I am very confident that the position we reach tonight, which is that we will, hopefully, agree unanimously to the in-principle stage of this legislation, will be a very positive signal to the community that the Assembly is united on this. I hope that we will then progress, fairly shortly, to deal with the detail stage and a slate of amendments, moved by me from the Government or accepted by the Government from the floor, which will lead to legislation which leads the Australian community.

There is one issue which has been raised repeatedly from community groups, on which we have agreed to accept amendments and which I really want to stress - as Mr Collaery had the courtesy to acknowledge - and that is the issue of where this tribunal sits, the issue of the relationship of the tribunal with the courts. The Labor Government has been very conscious of the need to avoid this guardianship tribunal being seen as part of the court structure. We consciously amended the legislation from its earlier stage, which had it as a part of the Magistrates Court, to have it sitting separately as a tribunal.

We consciously amended the criteria for appointment to the chair of the tribunal, to avoid the need for a judicial officer and to have the criteria for chairing the tribunal to be either a judicial officer or a person of five years' standing as a practitioner. The legislation as presented made it clear that it certainly was apart from the Magistrates Court; that the person who chairs the tribunal need not be a judicial officer.
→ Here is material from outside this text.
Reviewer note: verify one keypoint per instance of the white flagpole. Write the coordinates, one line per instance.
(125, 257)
I said in the introduction speech that it was my intention that the tribunal would not sit as part of the court.

The community groups had concern about some of that and we have agreed that we will make it express in the legislation that it will not be part of the court. So, I would certainly assert from the Government side that we have approached this with good will.

Mr Humphries was having a bit of a grizzle about the pace of reform that we were pressing. Well, I suppose that, in the Liberal Party at the moment, with all the comings and goings, with people coming into the party and leaving the party, or carrying on in the ACT division of the Liberal Party - I like that word "division" - - -

Mr Humphries: I take a point of order, Mr Speaker.

Mr Moore: There is no division; it is all broken up.